L’absence de fléchage (au moins facultatif) de ces heures complémentaires, laissé au bon vouloir du chef d’établissement semble aggraver le problème. La répartition de ces heures se fait malheureusement dans nombre de LP ou SEP au détriment des matières générales et au profit des matières professionnelles, certes parfois pour sauver des postes menacés, ce qui crée des concurrences et des dissensions entre matières et au sein même des équipes, alors même que la réforme est censée promouvoir la cointervention, l’interdisciplinarité, les projets d’équipe. Vains mots devant le rouleau compresseur des économies budgétaires… Pour mener une politique éducative ambitieuse, il ne suffit pas de la décréter, il faut vraiment engager les moyens qui vont avec : heures postes, heures de formations…

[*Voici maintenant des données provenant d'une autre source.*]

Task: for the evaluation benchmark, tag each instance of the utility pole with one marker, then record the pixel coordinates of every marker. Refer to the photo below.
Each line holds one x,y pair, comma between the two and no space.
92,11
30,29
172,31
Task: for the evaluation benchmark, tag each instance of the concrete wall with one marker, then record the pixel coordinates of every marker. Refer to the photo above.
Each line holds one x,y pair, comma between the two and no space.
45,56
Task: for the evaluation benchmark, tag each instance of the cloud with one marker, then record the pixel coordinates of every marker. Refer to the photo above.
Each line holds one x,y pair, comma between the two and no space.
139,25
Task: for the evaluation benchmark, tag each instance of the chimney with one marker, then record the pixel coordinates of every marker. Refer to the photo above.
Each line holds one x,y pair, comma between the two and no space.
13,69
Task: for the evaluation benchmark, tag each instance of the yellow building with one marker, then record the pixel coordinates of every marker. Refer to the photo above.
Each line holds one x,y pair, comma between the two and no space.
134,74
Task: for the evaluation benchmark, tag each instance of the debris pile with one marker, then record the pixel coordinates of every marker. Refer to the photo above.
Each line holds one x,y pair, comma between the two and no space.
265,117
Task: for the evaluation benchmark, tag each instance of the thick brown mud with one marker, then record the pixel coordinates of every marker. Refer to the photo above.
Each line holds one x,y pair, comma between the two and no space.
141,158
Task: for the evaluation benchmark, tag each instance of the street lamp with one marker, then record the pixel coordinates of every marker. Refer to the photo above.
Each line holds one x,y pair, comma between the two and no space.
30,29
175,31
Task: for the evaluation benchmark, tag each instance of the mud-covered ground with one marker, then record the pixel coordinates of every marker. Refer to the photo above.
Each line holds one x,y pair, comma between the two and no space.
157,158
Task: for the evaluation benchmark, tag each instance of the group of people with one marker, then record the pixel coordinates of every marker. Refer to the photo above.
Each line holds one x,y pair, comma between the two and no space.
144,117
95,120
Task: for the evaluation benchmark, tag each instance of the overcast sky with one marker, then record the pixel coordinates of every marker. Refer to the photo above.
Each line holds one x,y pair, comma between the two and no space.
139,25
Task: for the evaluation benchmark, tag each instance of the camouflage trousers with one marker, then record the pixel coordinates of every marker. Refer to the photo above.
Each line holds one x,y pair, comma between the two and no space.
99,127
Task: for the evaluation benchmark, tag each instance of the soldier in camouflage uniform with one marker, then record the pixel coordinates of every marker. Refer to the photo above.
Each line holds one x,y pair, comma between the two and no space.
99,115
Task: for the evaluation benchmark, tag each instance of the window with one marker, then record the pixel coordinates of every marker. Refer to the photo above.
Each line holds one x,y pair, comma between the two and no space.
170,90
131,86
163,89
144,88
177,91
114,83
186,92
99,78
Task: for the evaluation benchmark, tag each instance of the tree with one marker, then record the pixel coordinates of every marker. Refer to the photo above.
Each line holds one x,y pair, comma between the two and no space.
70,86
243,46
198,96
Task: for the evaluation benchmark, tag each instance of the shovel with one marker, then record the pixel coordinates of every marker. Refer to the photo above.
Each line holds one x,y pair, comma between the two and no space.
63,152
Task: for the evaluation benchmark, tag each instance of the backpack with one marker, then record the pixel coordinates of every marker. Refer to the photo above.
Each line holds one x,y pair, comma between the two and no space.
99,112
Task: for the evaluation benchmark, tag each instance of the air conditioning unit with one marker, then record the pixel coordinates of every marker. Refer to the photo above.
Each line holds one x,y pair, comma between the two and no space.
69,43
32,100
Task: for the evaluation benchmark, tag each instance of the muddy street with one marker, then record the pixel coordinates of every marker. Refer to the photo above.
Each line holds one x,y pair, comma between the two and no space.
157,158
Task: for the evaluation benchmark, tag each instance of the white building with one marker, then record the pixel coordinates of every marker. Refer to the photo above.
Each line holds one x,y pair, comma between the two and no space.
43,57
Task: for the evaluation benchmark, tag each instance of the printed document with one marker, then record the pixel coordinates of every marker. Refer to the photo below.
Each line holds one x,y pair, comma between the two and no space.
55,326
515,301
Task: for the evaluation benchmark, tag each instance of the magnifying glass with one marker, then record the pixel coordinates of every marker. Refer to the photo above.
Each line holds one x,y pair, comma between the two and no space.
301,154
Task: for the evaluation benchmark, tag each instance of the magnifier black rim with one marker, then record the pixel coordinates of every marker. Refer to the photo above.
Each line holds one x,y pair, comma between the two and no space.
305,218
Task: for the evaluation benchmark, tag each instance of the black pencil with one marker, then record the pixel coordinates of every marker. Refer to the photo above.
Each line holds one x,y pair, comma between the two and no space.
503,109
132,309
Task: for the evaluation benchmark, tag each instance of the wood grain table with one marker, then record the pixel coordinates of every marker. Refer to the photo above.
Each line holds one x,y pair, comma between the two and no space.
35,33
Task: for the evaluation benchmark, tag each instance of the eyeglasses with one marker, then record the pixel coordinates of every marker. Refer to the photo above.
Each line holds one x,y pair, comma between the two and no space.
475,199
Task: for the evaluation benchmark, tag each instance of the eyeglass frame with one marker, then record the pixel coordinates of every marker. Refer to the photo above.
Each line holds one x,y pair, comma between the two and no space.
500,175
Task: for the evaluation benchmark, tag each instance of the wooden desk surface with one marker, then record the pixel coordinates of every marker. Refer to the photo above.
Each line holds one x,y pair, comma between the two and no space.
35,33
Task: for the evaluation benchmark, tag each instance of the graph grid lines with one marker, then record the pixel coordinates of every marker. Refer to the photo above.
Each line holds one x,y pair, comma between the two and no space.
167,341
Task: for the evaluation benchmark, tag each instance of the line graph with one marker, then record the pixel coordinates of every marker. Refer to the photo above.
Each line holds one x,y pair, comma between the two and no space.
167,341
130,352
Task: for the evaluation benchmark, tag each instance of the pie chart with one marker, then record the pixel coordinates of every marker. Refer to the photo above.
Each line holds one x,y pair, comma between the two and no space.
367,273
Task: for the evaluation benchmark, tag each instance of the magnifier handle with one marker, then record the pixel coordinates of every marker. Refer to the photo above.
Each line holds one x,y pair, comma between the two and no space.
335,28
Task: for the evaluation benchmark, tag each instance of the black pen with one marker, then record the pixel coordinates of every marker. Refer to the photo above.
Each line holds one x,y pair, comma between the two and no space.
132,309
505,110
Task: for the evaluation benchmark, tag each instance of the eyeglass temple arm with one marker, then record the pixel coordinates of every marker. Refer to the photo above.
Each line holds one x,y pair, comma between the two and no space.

Les réductions de postes vont être aggravées par la réforme de la filière GA. Dans l’académie, non seulement une vingtaine de collègues enseignant la matière vont être impactés d’ici 2021, mais n’en doutons pas, aussi des collègues de matières générales puisque les fermetures de sections ne seront pas compensées partout. Le SGEN Basse-Normandie demande donc que les fermetures de section GA soient compensées par des ouvertures dans d’autres filières et que les collègues de GA soient accompagnés pour anticiper leur évolution de carrière. Le rectorat a décidé de recevoir les collègues à la rentrée. Nous prenons acte de cette bonne nouvelle.
Il est temps aussi que l’institution considère véritablement les PLP comme des enseignants au même niveau que les autres certifiés, qui peuvent accomplir une partie de leur service, voire nous espérons un jour leur service entier, sur le LGT, sur les BTS comme la loi les autorise déjà. Cela permettrait plus de souplesse dans le mouvement. Comme chacun le sait, le SGEN revendique depuis toujours la fin de la ségrégation entre corps et la possibilité pour chacun de choisir ce qui lui convient.
Nous sommes particulièrement inquiets pour le mouvement des prochaines années, car n’oublions jamais que derrière les dossiers de mutation, derrière les mesures de cartes scolaires, derrière le statut de TZR imposé, il y a des êtres humains qui vivent parfois des situations difficiles, au niveau familial ou par rapport à la fatigue liées aux déplacements et aux conditions de travail qu’ils n’ont pas choisies. On ne peut plus penser que les situations compliquées sont provisoires, car elles s’installent sur la durée, sur de nombreuses années voire sur la carrière, au fur et à mesure que les postes fixes permettant le mouvement deviennent inexistants. Elles deviennent aussi plus fréquentes. Il y va de la santé morale et physique de certains collègues. Ces situations accroissent la défiance, parfois la colère, qui s’installent également de façon durable chez les personnels à l’égard de l’institution. C’est pourquoi nous demandons dès cette année une grande bienveillance et une capacité d’adaptation des règles (par exemple concernant les ZR) pour régler ces situations difficiles.
Pour conclure, la vraie école de la confiance, c’est le dialogue, la négociation, l’échange, l’écoute, la liberté d’expression et la liberté de choix pour les personnels, dont la possibilité de mutation fait partie. Sinon, ce n’est qu’un slogan vide de sens. Le ministre doit accepter de revoir la copie de ses réformes destructrices de postes dans le secondaire et venir à la table des négociations avec les représentants du personnel de l’éducation nationale, plutôt que de leur opposer le mépris ou de vouloir saboter avec sa majorité les institutions représentatives comme le prévoit la réforme de la fonction publique, institutions dont nous, représentants ici présents, connaissons l’utilité en terme de dialogue social.